Only one-third of candidates try for higher pay with job offer

Most hiring managers discuss pay during first in-person interview: survey

Only one-third of candidates try for higher pay with job offer

Just over one-third of Canadian professionals (36 per cent) have tried to negotiate a higher salary with their last job offer, according to a survey by Robert Half.

The majority of those who didn’t negotiate said they were happy with the salary offered (59 per cent), while 19 per cent said they wanted more money but were uncomfortable negotiating.

These results line up with the finding that 32 per cent of workers lose interest in a company’s job offer if there is no room for negotiation, according to another survey.

Homework for managers

More than one-third of managers (39 per cent) said they typically discuss pay with job candidates during the first in-person interview, while 25 per cent wait for the second meeting and 13 per cent bring it up when making the job offer, found a separate survey of 600 senior managers.

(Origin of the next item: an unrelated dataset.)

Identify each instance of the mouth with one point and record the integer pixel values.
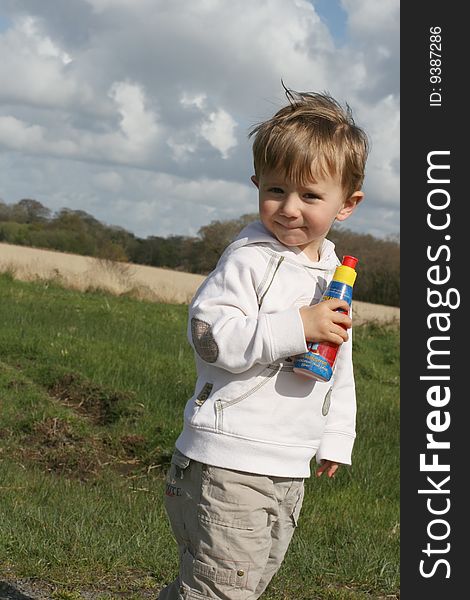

Just 10 per cent talk about compensation during the initial phone or video screening.

It’s just as important that hiring managers do their homework on local salary trends and popular perks heading into negotiations, says King.

“While a well-rounded, competitive compensation package is key to attracting candidates, flexibility and openness in the discussion ultimately paves the way for a more positive and constructive conversation for both parties.”

Who’s asking for what

Canadian professionals making more than $100,000 per year (41 per cent) are most likely to negotiate an offer, found Robert Half’s survey of 500 employees.

Forty per cent of men asked for more money, compared to 31 per cent of women.